Louvre

Kendimi hazırlamıştım. Louvre'u gezmek istersek temiz 1 saat kuyruk bekleyecektik. Bu bilgi cepte olunca çok da heveslenmiyor insan. Öğlen yemeğine gitmeden önce bir uğrayıp bu muhteşem yapıyı görüp, bahçesinde biraz vakit geçirip yolumuza devam etmeye karar verdik.

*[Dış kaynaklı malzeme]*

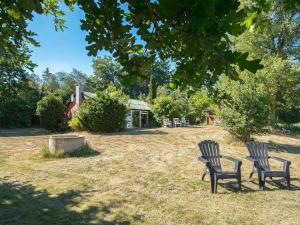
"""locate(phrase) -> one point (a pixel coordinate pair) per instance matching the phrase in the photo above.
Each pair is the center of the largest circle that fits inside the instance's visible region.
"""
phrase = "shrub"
(245, 110)
(166, 107)
(198, 102)
(51, 111)
(100, 114)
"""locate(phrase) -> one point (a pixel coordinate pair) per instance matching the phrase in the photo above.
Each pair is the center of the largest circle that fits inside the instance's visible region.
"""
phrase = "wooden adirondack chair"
(211, 158)
(176, 122)
(260, 158)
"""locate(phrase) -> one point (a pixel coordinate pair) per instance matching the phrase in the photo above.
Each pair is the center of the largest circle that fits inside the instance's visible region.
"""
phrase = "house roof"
(138, 104)
(132, 103)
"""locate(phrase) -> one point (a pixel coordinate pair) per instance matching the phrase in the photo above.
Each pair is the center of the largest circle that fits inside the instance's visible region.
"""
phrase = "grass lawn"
(139, 177)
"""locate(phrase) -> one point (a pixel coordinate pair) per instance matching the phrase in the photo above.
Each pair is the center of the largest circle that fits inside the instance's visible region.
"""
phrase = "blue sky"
(60, 51)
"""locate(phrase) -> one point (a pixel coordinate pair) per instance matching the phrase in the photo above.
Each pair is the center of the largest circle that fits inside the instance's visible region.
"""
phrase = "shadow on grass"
(233, 187)
(278, 184)
(84, 153)
(139, 131)
(23, 132)
(23, 204)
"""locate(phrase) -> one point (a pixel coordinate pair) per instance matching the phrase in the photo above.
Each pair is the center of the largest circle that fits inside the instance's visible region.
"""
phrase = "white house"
(137, 116)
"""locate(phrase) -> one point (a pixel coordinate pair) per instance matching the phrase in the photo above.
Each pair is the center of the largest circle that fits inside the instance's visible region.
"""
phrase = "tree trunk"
(272, 114)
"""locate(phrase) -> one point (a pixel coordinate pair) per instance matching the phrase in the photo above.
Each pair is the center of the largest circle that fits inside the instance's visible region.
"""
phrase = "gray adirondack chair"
(260, 158)
(211, 158)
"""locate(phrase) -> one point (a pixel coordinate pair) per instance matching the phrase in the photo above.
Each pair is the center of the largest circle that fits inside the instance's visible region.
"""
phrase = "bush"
(165, 107)
(100, 114)
(245, 110)
(52, 112)
(198, 102)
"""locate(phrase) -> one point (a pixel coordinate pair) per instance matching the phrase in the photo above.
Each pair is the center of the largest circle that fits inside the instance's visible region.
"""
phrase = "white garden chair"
(176, 122)
(185, 122)
(167, 123)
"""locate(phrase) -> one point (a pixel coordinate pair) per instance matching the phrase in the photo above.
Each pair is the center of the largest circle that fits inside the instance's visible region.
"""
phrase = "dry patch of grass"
(140, 177)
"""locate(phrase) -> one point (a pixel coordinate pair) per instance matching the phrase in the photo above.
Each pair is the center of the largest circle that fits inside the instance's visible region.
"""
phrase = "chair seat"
(270, 173)
(227, 174)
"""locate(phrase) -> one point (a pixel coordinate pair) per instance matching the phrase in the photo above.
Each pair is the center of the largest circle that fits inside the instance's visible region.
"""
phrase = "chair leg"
(215, 185)
(212, 183)
(288, 181)
(262, 183)
(251, 174)
(240, 183)
(203, 175)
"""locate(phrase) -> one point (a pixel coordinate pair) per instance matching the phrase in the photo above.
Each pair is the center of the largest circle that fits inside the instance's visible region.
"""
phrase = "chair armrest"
(286, 163)
(255, 162)
(230, 158)
(207, 164)
(238, 163)
(250, 159)
(280, 159)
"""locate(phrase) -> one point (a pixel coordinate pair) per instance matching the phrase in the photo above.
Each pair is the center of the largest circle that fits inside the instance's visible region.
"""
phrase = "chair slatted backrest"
(176, 120)
(259, 152)
(210, 151)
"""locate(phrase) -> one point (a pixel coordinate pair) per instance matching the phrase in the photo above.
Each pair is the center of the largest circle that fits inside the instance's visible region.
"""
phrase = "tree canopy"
(194, 34)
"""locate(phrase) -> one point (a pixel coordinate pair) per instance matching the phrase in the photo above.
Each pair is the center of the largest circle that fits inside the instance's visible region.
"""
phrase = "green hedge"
(100, 114)
(52, 112)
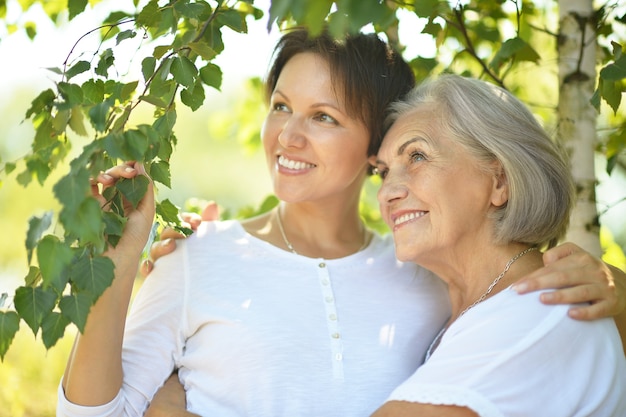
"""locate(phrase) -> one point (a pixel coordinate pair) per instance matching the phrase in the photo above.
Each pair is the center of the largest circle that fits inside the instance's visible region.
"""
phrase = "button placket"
(332, 321)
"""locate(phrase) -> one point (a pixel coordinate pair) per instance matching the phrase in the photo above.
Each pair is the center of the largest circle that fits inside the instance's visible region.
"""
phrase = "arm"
(167, 244)
(581, 278)
(169, 401)
(93, 375)
(406, 409)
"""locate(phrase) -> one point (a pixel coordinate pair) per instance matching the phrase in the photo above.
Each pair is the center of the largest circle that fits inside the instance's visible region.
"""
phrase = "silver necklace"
(498, 278)
(480, 299)
(290, 246)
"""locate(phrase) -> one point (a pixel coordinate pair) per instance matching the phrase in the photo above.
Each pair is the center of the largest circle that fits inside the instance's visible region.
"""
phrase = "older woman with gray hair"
(474, 189)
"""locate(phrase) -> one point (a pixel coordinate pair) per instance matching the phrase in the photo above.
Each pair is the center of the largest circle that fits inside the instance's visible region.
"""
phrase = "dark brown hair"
(365, 69)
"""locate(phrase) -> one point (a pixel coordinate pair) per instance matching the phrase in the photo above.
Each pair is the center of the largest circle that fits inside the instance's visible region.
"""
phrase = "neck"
(485, 276)
(319, 235)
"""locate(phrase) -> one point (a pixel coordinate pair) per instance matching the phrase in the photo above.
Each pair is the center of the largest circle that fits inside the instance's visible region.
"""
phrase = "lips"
(285, 162)
(407, 217)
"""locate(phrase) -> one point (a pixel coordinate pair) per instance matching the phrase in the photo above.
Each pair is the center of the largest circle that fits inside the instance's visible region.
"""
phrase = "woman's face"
(313, 148)
(433, 195)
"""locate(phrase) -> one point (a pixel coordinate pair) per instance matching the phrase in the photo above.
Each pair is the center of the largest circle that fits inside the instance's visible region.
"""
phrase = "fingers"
(210, 212)
(191, 220)
(146, 267)
(590, 312)
(158, 249)
(162, 248)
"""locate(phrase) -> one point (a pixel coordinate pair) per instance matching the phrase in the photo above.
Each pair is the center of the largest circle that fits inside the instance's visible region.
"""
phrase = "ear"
(500, 191)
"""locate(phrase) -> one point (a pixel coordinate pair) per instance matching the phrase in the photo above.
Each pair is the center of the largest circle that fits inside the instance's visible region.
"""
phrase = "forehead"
(417, 123)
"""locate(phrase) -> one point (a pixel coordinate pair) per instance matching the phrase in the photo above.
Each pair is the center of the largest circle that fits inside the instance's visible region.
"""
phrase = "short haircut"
(366, 72)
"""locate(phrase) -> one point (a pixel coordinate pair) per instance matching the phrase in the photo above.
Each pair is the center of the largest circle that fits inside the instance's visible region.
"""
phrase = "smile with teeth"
(288, 163)
(408, 217)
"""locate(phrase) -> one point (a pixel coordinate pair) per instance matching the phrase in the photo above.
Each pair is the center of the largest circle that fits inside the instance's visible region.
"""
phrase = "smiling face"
(434, 196)
(313, 148)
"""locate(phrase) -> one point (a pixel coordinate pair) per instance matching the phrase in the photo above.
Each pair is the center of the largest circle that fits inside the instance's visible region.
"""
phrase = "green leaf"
(54, 257)
(9, 325)
(191, 10)
(184, 71)
(33, 304)
(127, 34)
(233, 19)
(72, 93)
(615, 71)
(149, 15)
(77, 121)
(98, 115)
(76, 7)
(113, 226)
(515, 47)
(93, 274)
(193, 97)
(84, 224)
(148, 65)
(33, 277)
(168, 211)
(203, 50)
(106, 61)
(93, 91)
(279, 9)
(160, 171)
(133, 189)
(73, 189)
(211, 75)
(154, 100)
(52, 328)
(78, 68)
(43, 101)
(76, 308)
(611, 92)
(36, 228)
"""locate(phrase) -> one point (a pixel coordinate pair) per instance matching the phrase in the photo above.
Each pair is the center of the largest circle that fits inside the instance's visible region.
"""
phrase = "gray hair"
(493, 125)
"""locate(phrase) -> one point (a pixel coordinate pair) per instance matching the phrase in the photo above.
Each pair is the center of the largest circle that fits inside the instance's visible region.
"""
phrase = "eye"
(416, 156)
(323, 117)
(381, 172)
(278, 106)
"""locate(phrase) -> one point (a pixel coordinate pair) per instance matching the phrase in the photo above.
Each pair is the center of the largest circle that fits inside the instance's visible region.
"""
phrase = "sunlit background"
(208, 163)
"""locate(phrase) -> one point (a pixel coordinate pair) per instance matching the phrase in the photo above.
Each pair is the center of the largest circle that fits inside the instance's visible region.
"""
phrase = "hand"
(580, 278)
(167, 243)
(140, 218)
(169, 401)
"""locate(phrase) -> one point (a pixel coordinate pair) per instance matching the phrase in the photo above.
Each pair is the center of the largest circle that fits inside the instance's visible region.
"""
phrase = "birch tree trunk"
(577, 117)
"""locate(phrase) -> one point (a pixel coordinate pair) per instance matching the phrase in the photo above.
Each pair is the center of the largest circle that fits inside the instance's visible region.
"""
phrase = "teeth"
(288, 163)
(408, 217)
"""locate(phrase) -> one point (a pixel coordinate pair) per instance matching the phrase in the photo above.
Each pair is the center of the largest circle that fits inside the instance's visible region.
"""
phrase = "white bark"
(577, 117)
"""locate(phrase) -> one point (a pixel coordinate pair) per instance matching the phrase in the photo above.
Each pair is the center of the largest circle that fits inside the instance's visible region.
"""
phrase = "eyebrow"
(401, 149)
(315, 105)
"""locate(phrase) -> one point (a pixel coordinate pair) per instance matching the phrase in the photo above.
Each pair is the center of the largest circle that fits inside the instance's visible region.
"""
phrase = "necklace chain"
(498, 278)
(290, 246)
(435, 342)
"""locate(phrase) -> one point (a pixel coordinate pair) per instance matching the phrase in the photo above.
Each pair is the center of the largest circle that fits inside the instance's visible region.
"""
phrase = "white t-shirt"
(258, 331)
(513, 356)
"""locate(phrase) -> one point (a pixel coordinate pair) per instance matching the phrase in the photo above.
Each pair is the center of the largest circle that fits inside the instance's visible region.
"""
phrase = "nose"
(293, 132)
(392, 189)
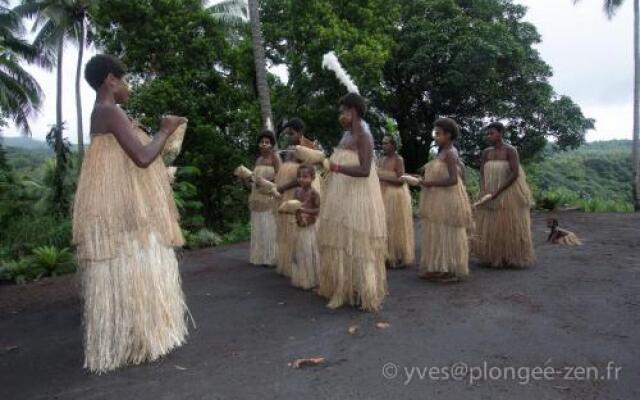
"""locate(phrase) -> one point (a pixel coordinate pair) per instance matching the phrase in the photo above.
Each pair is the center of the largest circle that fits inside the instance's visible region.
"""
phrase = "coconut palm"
(234, 13)
(20, 94)
(610, 8)
(55, 22)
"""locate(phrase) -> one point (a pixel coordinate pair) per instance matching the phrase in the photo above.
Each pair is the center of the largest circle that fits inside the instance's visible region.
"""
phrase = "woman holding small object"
(125, 226)
(397, 205)
(445, 211)
(262, 203)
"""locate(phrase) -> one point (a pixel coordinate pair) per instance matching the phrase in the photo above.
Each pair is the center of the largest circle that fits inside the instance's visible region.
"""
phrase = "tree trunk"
(78, 96)
(261, 65)
(58, 179)
(636, 106)
(59, 86)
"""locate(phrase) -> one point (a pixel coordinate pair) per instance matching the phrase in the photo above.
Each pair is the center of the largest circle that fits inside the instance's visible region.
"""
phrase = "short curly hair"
(449, 126)
(355, 101)
(266, 133)
(100, 66)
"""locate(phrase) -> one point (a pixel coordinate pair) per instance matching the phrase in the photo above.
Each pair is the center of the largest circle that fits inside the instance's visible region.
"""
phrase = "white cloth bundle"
(309, 156)
(174, 144)
(243, 172)
(290, 207)
(410, 180)
(267, 187)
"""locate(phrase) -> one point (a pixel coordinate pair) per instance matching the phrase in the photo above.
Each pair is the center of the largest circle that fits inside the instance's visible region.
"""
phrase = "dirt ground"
(566, 328)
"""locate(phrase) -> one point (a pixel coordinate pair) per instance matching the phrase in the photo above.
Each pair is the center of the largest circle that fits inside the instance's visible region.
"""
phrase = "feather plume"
(331, 62)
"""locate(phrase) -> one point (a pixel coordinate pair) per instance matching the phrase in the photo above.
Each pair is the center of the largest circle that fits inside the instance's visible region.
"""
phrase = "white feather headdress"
(331, 62)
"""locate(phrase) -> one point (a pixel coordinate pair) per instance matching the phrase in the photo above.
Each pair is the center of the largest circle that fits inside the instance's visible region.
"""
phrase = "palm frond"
(611, 6)
(230, 12)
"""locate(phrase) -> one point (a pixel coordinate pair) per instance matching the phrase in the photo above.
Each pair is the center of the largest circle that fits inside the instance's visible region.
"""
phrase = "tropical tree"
(235, 13)
(20, 94)
(610, 9)
(261, 64)
(57, 21)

Sezon dışı Paris'te olmanın bir avantajı daha:) Louvre'a gidiyoruz ki kuyruk muyruk yok:)
4-5 tane bomboş bilet gişesi. "Yahu adettendir, bari bir Mona Lisa'yı görüp öyle çıkın" der gibi bakıyorlar  diyorum Tuğrul'cuğuma:) "Gönül kırmak kolay, gönül yapmak zordur canımın içi gel gel" diyerek ikna ediyorum ve biletleri alıp içeriye giriveriyoruz:)  

















 
                                      Kendini bilmezlik çok zevkli bir şey. Eğlendiriyor insanı:))


























Orayı da burayı da derken, "Ben bir yerde fotoğrafını görmüştüm bu bölümün" diyerek, Tuğrul'u da çekerek dalıyorum Napoleon'un saray odalarının olduğu bölüme.. Aşağıdaki kırmızı koltuğu göreceğim de ne olacaksa artık:) Amaa oraya giderken müzenin o bölümündeki  (Richelieu kanadı) çok güzel bir cafe ile gözgöze geliyoruz. Angelina:) Orada çektiğim fotoğrafları ayrı bir bölüme koyacağım.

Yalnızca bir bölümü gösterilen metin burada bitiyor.